Bien entendu, nous avons tous de temps en temps des pulsions (qui durent en général quelques jours) et nous font engloutir une masse importante de nourriture. Par contre lorsque l’alimentation devient une obsession à laquelle vous ne parvenez pas à résister, il se peut que vous soyez "accro". Si elle ne ressemble pas à la toxicomanie ou à l’alcoolisme, cette manie peut tout de même se révéler dangereuse puisqu’elle met à mal votre poids et votre estime personnelle.

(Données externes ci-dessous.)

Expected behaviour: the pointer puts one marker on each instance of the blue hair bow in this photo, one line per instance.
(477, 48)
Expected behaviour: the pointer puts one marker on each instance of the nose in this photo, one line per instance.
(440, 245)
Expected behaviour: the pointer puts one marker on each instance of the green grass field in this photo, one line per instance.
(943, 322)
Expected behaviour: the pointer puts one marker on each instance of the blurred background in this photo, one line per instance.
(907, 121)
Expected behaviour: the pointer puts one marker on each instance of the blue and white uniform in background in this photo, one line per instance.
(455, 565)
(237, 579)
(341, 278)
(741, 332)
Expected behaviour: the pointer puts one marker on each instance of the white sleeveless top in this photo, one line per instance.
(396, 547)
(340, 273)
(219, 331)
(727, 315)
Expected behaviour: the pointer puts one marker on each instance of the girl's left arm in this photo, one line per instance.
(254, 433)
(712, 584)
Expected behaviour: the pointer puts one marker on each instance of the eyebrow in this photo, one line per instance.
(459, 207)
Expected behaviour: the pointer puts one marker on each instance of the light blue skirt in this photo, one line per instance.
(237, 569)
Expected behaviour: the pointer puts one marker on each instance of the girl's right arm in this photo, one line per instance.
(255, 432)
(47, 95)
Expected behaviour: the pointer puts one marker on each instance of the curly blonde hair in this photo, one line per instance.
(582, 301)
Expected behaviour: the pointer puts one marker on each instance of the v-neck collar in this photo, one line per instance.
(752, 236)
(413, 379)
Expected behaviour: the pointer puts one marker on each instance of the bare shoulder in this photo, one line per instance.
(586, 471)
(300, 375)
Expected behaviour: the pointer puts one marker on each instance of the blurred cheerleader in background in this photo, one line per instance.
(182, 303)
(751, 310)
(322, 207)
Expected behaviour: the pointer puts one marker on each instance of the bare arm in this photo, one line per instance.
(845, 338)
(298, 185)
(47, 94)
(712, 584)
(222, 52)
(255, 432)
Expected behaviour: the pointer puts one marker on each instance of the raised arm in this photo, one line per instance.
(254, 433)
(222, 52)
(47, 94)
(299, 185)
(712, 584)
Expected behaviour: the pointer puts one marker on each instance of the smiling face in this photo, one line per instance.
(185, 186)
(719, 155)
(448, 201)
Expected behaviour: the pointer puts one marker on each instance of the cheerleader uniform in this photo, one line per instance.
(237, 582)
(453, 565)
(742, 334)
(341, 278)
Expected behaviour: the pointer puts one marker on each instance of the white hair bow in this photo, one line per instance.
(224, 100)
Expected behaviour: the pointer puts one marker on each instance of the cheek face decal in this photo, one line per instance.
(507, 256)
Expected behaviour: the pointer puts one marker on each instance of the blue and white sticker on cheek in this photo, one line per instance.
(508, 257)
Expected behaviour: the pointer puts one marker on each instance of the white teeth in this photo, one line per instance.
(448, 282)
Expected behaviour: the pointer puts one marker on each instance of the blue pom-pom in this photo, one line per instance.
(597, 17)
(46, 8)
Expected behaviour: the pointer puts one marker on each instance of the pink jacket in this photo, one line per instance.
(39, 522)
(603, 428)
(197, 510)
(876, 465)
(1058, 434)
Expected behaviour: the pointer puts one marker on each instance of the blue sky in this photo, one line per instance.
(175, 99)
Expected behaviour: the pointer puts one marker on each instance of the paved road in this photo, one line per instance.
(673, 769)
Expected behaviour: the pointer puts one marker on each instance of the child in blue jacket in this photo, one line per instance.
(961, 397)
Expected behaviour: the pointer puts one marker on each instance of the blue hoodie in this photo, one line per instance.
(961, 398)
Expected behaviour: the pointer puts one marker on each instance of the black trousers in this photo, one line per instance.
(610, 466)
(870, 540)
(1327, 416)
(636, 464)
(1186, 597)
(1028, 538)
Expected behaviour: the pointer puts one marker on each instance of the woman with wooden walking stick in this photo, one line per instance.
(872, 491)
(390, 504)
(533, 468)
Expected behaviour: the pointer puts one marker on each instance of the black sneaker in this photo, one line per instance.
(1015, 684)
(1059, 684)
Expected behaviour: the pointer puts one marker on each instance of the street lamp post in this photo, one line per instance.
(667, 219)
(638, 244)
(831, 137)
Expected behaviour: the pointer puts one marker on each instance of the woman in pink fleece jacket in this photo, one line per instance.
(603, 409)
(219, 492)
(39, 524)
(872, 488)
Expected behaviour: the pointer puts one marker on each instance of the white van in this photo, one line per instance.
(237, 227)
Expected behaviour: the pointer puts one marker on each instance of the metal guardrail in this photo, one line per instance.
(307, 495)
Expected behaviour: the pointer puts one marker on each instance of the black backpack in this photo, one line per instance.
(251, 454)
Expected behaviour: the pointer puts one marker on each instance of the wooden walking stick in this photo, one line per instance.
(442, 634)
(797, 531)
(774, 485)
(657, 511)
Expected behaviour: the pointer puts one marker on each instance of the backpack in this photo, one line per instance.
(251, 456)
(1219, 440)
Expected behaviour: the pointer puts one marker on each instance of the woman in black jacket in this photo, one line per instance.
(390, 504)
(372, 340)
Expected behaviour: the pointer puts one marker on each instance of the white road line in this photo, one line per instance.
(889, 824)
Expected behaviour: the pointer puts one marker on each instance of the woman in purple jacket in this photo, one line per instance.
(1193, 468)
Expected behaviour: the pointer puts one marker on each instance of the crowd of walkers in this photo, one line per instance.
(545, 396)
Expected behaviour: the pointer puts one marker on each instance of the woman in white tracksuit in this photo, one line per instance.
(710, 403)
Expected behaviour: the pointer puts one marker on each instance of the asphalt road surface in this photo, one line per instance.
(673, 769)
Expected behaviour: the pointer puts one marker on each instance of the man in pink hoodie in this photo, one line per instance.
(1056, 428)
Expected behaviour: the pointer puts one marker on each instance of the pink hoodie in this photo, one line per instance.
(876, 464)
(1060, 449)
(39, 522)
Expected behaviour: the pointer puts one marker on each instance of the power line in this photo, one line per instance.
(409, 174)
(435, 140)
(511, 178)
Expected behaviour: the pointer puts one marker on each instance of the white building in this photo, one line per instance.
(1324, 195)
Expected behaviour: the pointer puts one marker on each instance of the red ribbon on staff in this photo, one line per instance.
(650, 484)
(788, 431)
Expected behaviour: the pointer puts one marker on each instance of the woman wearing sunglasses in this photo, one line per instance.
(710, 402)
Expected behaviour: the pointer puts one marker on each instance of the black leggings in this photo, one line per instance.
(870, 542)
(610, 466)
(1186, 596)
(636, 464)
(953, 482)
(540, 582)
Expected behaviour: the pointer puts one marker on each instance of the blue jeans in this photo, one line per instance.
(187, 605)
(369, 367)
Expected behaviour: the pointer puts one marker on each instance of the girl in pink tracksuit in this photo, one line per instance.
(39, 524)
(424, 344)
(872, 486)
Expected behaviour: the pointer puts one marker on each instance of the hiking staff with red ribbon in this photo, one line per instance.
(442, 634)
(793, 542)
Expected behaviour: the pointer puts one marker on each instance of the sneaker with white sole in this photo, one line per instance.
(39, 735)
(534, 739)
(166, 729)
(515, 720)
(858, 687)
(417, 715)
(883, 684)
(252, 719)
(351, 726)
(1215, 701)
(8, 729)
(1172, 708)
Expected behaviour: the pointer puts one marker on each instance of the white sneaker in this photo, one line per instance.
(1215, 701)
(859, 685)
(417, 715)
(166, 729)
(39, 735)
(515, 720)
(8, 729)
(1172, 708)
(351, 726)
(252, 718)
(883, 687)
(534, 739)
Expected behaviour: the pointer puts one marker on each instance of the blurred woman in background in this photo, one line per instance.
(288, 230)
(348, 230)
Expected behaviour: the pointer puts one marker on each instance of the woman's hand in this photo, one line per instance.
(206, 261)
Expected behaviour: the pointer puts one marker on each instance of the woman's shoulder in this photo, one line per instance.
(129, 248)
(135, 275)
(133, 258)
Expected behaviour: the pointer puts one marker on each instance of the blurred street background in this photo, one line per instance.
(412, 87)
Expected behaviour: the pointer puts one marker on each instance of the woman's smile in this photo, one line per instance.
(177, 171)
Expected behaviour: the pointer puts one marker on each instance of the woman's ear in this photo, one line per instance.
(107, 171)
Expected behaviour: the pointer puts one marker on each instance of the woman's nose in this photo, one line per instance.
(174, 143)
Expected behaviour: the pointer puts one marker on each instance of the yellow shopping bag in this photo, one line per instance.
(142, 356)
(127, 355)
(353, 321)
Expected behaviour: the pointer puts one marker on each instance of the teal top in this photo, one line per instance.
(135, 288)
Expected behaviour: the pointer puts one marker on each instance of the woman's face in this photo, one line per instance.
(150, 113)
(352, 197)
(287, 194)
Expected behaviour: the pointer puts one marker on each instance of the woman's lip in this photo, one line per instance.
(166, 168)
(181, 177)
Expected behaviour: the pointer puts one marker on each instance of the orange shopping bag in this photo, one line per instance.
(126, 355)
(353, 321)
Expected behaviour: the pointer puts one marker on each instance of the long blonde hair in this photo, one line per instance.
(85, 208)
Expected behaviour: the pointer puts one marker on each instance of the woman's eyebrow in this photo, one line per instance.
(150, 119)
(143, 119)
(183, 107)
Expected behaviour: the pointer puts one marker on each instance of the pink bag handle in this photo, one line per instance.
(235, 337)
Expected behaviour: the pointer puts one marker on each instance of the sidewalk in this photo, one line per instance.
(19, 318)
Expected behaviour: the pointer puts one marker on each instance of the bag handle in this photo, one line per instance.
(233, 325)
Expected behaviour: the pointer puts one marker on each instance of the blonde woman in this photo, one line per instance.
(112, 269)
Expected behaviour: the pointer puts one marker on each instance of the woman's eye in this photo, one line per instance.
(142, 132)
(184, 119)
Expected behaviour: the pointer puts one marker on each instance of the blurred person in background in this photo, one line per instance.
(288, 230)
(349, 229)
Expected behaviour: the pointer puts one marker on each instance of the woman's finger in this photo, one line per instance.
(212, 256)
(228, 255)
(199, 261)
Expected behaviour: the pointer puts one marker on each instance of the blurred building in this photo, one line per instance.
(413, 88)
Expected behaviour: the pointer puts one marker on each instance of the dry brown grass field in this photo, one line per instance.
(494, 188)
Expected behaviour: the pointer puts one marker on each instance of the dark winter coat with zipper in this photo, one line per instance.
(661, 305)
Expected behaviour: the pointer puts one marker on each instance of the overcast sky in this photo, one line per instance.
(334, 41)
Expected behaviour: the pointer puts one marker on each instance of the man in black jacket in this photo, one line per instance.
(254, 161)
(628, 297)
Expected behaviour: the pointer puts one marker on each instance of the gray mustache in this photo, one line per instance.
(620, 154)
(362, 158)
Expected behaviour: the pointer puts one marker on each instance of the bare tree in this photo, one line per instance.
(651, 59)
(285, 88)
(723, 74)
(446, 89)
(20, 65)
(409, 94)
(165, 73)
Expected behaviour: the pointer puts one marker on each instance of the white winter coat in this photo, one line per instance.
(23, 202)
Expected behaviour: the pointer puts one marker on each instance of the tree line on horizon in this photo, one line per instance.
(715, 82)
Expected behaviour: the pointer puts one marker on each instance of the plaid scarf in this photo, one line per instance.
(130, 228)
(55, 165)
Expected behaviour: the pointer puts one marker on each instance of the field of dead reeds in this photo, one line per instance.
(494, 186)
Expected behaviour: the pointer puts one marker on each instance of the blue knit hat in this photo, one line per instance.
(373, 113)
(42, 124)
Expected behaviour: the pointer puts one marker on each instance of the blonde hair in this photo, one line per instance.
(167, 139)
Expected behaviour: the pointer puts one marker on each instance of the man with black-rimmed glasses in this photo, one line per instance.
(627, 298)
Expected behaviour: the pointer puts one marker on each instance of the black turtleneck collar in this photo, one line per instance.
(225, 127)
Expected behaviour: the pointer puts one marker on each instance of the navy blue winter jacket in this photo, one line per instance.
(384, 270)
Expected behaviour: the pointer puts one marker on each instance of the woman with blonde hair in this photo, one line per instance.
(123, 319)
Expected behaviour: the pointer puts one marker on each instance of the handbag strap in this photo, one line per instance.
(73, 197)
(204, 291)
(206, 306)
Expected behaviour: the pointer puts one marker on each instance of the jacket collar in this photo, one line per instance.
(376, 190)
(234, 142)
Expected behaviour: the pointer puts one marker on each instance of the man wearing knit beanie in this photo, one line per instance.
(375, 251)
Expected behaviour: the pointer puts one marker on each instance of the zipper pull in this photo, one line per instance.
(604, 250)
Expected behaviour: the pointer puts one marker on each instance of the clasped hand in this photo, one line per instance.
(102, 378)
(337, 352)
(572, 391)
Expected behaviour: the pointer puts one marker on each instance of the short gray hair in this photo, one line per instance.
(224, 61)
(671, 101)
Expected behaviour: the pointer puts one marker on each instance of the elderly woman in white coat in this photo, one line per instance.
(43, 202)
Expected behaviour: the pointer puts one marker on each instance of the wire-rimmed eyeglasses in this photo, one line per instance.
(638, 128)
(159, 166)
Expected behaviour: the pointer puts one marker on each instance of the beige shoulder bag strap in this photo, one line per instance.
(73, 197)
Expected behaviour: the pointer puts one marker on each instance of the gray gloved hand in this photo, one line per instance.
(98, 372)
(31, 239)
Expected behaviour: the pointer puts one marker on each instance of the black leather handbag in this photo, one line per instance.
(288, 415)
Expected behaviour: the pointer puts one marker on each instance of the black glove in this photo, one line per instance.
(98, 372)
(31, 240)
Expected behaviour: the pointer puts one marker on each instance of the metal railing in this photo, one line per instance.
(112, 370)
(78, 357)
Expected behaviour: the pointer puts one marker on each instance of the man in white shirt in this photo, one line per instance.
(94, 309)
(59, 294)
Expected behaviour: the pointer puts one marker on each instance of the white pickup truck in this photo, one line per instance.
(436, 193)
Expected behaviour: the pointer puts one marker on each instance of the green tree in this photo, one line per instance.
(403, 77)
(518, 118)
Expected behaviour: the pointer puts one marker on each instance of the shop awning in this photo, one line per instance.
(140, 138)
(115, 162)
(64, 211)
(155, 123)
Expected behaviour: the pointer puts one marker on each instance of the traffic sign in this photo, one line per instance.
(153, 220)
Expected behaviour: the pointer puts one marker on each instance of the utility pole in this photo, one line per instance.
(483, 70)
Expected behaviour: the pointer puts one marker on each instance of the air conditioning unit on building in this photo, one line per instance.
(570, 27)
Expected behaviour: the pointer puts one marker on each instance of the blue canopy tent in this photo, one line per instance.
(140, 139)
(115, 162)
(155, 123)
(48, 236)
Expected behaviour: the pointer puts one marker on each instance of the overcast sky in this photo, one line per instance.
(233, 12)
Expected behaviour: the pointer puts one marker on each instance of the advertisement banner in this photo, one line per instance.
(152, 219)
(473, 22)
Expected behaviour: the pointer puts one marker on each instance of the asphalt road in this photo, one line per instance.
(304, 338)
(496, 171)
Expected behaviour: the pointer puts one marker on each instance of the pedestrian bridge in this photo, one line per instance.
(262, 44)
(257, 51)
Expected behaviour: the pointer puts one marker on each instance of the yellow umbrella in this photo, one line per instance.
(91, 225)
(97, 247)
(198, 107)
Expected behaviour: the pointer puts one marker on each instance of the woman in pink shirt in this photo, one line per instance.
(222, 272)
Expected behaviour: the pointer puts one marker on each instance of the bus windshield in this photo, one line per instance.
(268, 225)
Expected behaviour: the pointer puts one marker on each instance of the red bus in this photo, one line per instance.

Signes L’alimentation compulsive utilisée pour calmer les angoisses vous entraîne dans un cercle vicieux dont il est difficile de sortir. Pourtant il est possible de modifier ce type de comportement et de retrouver une relation saine avec l’alimentation. Pour savoir si vous souffrez de cette manie alimentaire, voici quelques symptômes à surveiller :
Votre cerveau vous dit d’arrêter de manger mais il vous semble impossible d’arrêter (vous n’avez d’ailleurs même plus faim) ;
Vous tentez de cacher vos petites manies alimentaires - d’ailleurs la grande majorité se fait à l’abri des regards. Vous mangez différemment en public qu’en privé ;
A la seule pensée de votre plat favori, vous salivez (réellement) ;
La nourriture et le fait de manger provoquent en vous un énorme sentiment de culpabilité ;
Vous mangez lorsque quelque chose vous énerve, ça vous calme ;
La nourriture vous donne du plaisir et un certain sentiment de confort que vous ne parvenez pas à atteindre par d’autres moyens ;
Vous râlez lorsque quelqu’un ou un événement vient contrecarrer vos plans-bouffe ;
Vous évitez certains aliments car vous savez qu’ils peuvent vous faire perdre tout contrôle ;
Comment arrêter ? Si le sucre est votre péché mignon, obligez-vous à ne plus en acheter, votre maison doit être vide de sucre. Focalisez votre attention sur un autre type de nourriture : légumes (grignoter une carotte par exemple), préparez des repas avec des aliments qui vous plaisent mais en évitant vos aliments fétiches. En éliminant au maximum le fruit défendu, votre corps se réajustera et lorsque vous en mangerez à nouveau, votre corps vous signalera rapidement son trop plein.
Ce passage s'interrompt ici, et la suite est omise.